When tenant arrived at the site, however, on September 1, its own space was largely complete, but there were no doors on the entrances to the mall and no parking, and the balance of the mall had no floor at all and, of course, no tenants. Further, demolition that would have resulted in visibility of tenant's site had not yet occurred. Tenant hung plastic over the openings to the mall premises and attempted to operate the store. Were the existing conditions not problem enough, the tenant had to deal with continuing construction all about its premises before the mall ultimately opened nine months late.

By this time tenant had suffered operating losses over ten times those estimated by the True Value franchisor for the entire first year. Lacking adequate resources to absorb these losses, tenant was forced to close and liquidate inventory. It sued the City for its lost investment.

The City first argued that it had never committed to a specific mall opening date. The lease contained an item stating a "Rent Commencement Date" and another item on the next line stating an "Opening Date." Both items showed "approximately September 1," although the "rent commencement date also included the language "or sixty days after Landlord turns building over to Tenant." Common area charges and percentage rent did not commence until the "opening date."

The Eighth Circuit affirmed the holding that as a matter of law that the Lease was ambiguous as to whether the term "opening date" referred to the opening of the shopping center or of the opening of the store, which meant that the jury could rely on extrinsic evidence to interpret the lease. The jury found that "Opening Date" was intended by the parties to be the date on which the Landlord was to have opened the shopping center.

The court also found that there was sufficient evidence to support the jury's finding that the Landlord's breach of the promised opening date was the proximate cause of Tenant's losses, because the evidence presented on the condition of the shopping center was sufficient to show that customers were either unaware that the Tenant's store was open or preferred to shop in more convenient and inviting surroundings rather than at a shopping center that looked like a construction site.

Specifically, the court also found that the "New Business Rule," which precludes recovery of anticipated profits of new commercial enterprises because they are too speculative. did not apply in this case because Tenant was claiming not the amount of lost profits or sales, but rather the amount of the investment that was lost due to the unrealized sales caused by the Landlord's breach of its promise to open the shopping center by a certain date.

Comment 1: Aside from the great joy of seeing a small tenant prevail against the City in such a case (albeit only after ruinously expensive litigation)the case is useful because it deals with a relatively common dispute and provides rare appellate level discussion on some of the issues.

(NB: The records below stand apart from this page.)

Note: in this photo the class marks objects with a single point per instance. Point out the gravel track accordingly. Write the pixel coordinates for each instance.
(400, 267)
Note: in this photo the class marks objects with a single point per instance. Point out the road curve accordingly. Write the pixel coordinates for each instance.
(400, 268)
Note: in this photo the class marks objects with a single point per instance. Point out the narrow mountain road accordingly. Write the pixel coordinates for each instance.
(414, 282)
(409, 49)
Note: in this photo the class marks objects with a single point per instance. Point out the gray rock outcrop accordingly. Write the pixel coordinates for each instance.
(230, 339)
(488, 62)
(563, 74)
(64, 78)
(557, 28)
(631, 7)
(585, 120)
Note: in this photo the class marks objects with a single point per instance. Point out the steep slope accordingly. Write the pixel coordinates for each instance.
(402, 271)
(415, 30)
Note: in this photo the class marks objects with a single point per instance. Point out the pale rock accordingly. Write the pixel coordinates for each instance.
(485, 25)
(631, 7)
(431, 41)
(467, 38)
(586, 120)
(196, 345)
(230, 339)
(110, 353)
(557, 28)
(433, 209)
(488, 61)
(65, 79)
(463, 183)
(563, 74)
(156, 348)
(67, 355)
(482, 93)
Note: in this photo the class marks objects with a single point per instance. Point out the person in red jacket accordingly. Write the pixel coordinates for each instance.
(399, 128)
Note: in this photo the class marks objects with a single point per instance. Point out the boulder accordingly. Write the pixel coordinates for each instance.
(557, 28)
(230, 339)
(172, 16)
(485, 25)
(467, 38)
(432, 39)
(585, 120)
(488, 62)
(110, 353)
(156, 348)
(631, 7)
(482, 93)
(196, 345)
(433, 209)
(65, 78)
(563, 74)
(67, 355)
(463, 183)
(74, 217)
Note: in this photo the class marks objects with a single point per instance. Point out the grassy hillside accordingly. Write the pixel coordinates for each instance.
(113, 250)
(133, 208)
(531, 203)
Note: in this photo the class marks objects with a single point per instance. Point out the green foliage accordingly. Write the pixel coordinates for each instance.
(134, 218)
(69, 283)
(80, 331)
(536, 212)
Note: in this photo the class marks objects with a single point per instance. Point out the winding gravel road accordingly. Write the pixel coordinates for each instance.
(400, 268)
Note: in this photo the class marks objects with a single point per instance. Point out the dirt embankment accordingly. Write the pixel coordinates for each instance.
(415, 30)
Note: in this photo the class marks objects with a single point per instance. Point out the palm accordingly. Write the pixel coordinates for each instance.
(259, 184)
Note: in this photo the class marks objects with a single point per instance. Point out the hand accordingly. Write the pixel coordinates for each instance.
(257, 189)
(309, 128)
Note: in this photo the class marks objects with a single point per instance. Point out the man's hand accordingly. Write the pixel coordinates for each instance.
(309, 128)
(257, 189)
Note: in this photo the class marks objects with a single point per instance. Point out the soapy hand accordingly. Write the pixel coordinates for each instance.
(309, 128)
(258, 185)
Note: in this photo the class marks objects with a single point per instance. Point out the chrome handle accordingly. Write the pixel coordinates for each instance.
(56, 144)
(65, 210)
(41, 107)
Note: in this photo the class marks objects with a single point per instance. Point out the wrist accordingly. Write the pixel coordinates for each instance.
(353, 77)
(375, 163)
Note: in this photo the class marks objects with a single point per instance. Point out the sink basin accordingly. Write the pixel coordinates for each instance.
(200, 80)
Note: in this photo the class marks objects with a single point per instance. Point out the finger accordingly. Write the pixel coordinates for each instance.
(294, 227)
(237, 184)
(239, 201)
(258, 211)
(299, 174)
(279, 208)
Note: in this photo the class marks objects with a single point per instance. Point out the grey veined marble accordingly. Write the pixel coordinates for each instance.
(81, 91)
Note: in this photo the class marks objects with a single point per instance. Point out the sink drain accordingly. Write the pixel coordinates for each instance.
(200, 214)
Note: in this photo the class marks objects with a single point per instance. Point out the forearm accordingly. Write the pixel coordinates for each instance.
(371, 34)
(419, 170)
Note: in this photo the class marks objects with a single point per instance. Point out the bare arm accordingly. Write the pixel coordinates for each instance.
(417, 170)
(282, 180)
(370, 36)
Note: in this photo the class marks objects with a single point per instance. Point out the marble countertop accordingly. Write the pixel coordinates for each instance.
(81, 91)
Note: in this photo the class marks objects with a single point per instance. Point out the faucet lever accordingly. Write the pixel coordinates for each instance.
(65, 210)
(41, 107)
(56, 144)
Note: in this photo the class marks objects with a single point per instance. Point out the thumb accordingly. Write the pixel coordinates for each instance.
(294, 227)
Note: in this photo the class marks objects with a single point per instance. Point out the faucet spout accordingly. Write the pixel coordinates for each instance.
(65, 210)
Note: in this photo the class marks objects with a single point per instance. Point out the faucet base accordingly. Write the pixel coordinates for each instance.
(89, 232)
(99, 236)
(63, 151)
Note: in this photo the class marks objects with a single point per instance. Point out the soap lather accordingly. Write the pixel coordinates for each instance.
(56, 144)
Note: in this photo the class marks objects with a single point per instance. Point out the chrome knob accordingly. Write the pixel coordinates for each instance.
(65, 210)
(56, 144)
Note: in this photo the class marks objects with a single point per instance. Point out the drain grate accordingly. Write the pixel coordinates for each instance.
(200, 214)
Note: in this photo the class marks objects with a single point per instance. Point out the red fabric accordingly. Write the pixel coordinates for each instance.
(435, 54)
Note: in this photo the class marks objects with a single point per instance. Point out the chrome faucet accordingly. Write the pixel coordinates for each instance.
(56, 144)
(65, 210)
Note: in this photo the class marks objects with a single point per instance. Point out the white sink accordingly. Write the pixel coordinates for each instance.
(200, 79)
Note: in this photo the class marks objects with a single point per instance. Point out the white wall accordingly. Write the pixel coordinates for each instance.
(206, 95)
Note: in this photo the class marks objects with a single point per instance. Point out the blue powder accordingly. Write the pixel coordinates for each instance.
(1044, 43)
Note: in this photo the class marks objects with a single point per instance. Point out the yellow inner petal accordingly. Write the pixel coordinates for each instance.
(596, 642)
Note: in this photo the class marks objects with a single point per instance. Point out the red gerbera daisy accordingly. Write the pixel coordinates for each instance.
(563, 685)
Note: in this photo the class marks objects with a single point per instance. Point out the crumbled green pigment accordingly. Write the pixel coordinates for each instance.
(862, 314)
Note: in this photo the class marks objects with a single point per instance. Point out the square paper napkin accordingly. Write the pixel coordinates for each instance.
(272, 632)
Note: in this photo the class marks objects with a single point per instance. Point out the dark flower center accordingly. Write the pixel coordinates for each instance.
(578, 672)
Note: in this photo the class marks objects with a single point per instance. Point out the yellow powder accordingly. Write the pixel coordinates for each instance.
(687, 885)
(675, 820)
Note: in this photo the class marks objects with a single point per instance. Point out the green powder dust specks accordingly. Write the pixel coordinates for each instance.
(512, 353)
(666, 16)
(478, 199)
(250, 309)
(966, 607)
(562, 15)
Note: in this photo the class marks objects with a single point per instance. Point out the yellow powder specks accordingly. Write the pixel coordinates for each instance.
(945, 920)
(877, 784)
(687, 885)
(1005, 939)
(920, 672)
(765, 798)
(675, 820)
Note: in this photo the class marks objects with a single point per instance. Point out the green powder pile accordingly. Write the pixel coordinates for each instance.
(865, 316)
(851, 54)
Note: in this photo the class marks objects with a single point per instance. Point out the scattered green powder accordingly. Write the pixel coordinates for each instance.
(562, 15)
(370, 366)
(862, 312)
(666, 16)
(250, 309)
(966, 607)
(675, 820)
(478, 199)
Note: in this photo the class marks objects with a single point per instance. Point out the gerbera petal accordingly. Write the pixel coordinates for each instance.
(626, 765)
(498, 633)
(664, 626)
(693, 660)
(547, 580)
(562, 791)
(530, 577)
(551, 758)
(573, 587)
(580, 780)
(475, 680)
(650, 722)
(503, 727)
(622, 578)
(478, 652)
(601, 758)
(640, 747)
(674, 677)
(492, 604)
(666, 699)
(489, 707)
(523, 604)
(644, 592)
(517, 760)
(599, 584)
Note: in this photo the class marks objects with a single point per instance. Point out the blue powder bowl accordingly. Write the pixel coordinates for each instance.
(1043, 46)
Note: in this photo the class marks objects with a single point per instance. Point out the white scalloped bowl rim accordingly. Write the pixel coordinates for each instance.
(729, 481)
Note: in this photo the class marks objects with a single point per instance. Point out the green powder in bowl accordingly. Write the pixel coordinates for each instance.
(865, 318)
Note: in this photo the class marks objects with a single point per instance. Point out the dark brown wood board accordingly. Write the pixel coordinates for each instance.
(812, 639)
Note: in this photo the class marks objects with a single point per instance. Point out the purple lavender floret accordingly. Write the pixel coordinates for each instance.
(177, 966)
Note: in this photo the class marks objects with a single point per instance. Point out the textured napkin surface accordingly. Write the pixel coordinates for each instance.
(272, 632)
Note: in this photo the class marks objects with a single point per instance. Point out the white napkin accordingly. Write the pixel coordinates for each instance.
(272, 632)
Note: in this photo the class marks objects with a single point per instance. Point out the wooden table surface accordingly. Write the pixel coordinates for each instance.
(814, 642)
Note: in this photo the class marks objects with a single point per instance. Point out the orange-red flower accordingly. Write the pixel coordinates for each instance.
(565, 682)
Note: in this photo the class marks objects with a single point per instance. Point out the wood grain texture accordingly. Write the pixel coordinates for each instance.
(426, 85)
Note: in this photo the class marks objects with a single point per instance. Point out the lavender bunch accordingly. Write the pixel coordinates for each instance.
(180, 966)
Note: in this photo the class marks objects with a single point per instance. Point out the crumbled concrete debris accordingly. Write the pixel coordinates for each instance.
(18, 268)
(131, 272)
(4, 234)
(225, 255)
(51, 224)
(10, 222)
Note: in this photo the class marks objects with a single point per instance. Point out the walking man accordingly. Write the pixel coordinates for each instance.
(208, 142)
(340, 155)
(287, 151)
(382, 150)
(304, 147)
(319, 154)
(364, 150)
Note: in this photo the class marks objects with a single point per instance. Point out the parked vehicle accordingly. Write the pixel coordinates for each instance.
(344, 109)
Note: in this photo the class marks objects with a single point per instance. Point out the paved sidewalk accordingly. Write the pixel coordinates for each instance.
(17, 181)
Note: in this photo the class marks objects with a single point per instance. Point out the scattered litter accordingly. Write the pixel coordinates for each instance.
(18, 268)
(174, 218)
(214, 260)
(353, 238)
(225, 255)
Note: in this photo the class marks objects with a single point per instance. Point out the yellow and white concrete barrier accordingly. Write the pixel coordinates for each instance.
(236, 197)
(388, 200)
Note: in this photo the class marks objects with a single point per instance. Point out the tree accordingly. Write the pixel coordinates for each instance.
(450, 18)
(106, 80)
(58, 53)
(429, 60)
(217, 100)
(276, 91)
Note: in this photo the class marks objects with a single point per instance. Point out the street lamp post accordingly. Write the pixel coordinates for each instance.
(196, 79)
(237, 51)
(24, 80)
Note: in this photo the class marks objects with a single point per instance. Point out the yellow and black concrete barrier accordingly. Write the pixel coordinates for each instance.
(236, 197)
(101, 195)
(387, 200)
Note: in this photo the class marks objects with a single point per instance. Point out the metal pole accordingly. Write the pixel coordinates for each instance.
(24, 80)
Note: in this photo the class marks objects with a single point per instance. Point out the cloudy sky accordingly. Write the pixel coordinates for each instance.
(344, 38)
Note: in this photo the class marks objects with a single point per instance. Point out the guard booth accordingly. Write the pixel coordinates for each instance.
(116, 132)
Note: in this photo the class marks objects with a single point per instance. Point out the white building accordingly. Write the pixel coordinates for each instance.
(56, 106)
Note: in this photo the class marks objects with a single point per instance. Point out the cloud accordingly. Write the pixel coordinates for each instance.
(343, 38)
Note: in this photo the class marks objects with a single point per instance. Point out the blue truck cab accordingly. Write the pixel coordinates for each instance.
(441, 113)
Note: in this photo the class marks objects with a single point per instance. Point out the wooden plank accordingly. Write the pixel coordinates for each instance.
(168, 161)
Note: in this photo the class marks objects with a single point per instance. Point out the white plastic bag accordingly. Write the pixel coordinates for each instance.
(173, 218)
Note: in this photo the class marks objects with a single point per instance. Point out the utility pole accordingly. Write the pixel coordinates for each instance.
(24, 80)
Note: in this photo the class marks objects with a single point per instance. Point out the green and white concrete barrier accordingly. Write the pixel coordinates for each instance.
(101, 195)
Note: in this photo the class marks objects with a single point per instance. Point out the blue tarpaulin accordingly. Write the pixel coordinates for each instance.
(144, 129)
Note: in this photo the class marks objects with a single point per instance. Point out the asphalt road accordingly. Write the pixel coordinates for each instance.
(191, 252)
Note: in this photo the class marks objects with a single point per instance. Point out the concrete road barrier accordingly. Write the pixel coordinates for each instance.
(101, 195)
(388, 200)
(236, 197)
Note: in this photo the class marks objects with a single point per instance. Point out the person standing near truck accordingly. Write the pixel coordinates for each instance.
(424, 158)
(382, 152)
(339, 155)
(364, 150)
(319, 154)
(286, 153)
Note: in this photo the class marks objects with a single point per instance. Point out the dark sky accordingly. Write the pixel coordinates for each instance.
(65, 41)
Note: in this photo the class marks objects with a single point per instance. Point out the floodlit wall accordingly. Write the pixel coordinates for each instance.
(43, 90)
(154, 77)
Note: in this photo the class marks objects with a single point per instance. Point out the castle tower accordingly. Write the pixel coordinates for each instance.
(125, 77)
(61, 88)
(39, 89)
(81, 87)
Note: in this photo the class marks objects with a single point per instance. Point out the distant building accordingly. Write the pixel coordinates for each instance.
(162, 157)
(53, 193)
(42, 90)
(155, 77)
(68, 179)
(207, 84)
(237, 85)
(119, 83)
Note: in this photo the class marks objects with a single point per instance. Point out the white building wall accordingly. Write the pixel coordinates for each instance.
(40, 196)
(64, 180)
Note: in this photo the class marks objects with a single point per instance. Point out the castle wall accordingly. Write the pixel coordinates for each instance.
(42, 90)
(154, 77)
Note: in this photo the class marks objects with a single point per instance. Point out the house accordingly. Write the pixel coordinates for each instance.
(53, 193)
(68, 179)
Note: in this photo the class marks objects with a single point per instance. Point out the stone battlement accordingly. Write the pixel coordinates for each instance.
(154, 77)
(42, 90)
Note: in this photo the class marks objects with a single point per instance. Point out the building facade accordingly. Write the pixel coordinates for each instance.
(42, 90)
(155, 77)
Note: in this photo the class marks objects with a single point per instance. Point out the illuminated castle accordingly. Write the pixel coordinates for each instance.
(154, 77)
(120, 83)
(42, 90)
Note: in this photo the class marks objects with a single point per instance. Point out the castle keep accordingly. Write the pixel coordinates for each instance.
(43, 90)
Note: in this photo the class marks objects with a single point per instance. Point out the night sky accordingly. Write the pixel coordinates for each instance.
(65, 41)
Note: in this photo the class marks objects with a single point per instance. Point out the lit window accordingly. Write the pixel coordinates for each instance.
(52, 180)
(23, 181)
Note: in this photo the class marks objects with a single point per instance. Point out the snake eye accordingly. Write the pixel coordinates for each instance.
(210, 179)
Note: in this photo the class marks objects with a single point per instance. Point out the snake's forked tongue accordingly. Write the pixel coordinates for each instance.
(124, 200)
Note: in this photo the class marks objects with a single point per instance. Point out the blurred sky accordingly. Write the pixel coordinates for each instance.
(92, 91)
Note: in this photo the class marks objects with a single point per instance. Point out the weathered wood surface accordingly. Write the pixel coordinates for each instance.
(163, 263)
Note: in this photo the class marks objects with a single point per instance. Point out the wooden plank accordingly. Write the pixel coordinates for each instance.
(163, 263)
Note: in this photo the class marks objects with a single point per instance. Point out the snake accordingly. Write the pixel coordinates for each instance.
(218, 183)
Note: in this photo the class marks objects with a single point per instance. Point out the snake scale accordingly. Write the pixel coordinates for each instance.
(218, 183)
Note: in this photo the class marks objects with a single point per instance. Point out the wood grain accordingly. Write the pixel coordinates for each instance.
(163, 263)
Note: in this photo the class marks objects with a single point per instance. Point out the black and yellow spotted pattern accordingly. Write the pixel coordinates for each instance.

Comment 2: Note, for instance, that the court does not even question the notion that the reference to "commencement date" in the lease terms section constituted a binding promise on the part of the landlord to have the overall mall completed by that date, and not just a trigger for the commencement of certain economic terms. Although there was extrinsic evidence suggesting that this was a correct interpretation, the court does not show why the lease was ambiguous in this respect, assuming that "commencement date" indeed referred to the opening of the mall.

Comment 3:  Note also the fact that although the evidence rules precluded proof of lost profits from a new business, the court permitted exactly the same proof as the first step in a causal chain showing that the failure to open the rest of the mall led to reduced revenue for tenant and hence justified tenant's closing its store and suffering its damages. To know that the tenant suffered losses, it was necessary to know what returns the tenant expected with the mall open. If consideration of this question is speculative for the one purpose, how is it less so for the other purpose?

Comment 4: It is not that uncommon for unsophisticated mall tenants to fail to take into account the ruinous impact that continued construction activities can have on their business. Not only should they be certain that initial construction is over before they are obligated to begin their lease, but also should establish protection against business interference caused by construction related to renovation or locating or relocating other tenants.